Merry Christmas to all of you!

This video is a tribute to God and Farmers, hope you enjoy,


----------



## Vol (Jul 5, 2009)

That was great FCF, I miss ol' Paul Harvey. Good Day!

Regards, Mike


----------



## urednecku (Oct 18, 2010)

Yes, FCF, I enjoyed it very much! Thanks!


----------



## rjmoses (Apr 4, 2010)

I miss Paul Harvey also. Thanks for posting this.

Ralph


----------



## somedevildawg (Jun 20, 2011)

Me too, funny line I'll prolly never forget by Paul Harvey, "next time you call your dog stupid, think about who's workin to feed who!" The rest of the story.......so true. Thanks for video, fcf


----------



## Ontario Farm Girl (Feb 3, 2013)

On the 8th day, God made a Farmer.
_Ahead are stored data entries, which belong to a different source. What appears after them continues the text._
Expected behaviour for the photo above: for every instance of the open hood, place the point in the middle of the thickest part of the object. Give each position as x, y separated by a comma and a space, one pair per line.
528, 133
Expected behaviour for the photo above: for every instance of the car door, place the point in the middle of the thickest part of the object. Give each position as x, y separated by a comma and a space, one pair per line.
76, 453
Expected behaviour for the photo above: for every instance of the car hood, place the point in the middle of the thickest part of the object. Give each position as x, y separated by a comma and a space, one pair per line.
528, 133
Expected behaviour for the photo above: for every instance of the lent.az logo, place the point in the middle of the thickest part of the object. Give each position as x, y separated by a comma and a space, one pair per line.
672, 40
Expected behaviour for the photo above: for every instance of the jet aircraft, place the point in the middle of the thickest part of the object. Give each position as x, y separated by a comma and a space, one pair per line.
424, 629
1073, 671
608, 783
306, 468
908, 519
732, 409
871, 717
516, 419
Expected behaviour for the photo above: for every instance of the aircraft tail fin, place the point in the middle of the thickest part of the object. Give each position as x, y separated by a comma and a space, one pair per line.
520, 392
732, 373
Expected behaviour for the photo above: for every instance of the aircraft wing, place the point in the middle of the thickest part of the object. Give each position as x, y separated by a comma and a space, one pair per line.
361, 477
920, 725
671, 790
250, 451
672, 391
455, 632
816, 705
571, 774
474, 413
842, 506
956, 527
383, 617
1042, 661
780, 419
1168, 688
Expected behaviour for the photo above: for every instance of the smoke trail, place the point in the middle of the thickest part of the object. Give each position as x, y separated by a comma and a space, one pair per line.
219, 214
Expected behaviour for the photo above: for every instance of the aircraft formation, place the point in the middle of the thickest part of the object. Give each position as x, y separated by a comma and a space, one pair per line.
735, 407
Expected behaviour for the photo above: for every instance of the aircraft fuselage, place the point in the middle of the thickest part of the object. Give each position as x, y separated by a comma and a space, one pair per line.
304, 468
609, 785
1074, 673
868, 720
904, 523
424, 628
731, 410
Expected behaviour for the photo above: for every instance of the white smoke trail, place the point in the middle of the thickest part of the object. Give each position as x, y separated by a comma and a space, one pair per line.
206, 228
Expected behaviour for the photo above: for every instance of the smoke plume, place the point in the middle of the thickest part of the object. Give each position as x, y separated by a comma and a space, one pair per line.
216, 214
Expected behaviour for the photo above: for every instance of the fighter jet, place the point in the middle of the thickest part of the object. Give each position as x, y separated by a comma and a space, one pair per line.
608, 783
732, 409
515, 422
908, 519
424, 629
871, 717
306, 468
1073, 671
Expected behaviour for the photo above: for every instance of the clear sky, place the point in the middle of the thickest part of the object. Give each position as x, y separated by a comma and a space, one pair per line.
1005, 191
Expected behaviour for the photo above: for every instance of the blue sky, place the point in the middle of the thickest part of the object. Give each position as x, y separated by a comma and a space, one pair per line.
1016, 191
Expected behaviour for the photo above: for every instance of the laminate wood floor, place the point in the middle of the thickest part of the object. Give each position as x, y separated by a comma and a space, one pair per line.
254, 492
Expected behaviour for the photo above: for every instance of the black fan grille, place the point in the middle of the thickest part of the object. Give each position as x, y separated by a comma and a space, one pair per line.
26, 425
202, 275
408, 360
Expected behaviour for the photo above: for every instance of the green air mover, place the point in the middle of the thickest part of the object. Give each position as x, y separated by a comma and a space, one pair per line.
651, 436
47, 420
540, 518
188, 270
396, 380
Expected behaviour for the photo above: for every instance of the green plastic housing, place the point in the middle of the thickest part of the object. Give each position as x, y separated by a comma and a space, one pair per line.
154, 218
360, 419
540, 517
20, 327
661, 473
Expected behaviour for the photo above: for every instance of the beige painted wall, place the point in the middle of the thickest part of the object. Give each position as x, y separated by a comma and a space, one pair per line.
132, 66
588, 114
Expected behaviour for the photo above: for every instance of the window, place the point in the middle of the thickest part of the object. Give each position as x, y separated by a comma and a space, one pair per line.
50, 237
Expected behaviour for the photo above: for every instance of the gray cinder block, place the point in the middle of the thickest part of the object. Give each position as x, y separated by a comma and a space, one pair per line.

Someone who would plow straight and deep and never cut corners and would need tools that don't either. Ram Trucks are the kind of tools farmers need. Check out their new commercial "Farmer" and help them raise money for National FFA Organization:


----------



## somedevildawg (Jun 20, 2011)

Cool commercial, saw it on the Super Bowl tonite, don't think I'll be buying a new ram anytime soon but the ad is great, kudos to dodge, er Chrysler, Ram?


----------



## mlappin (Jun 25, 2009)

I used to listen to Paul Harvey whenever possible.

Yet this commercial left me feeling a bit depressed.

Paul Harvey is gone, which in a way I'm glad as he doesn't have to personally see what this country is becoming, but who do we have to take his place?

That can lift the people up without tearing others down? That can unify everyone without crucifying others?

Certainly not that turd Piers Morgan. If they get immigration sorted out they can start by deporting him.


----------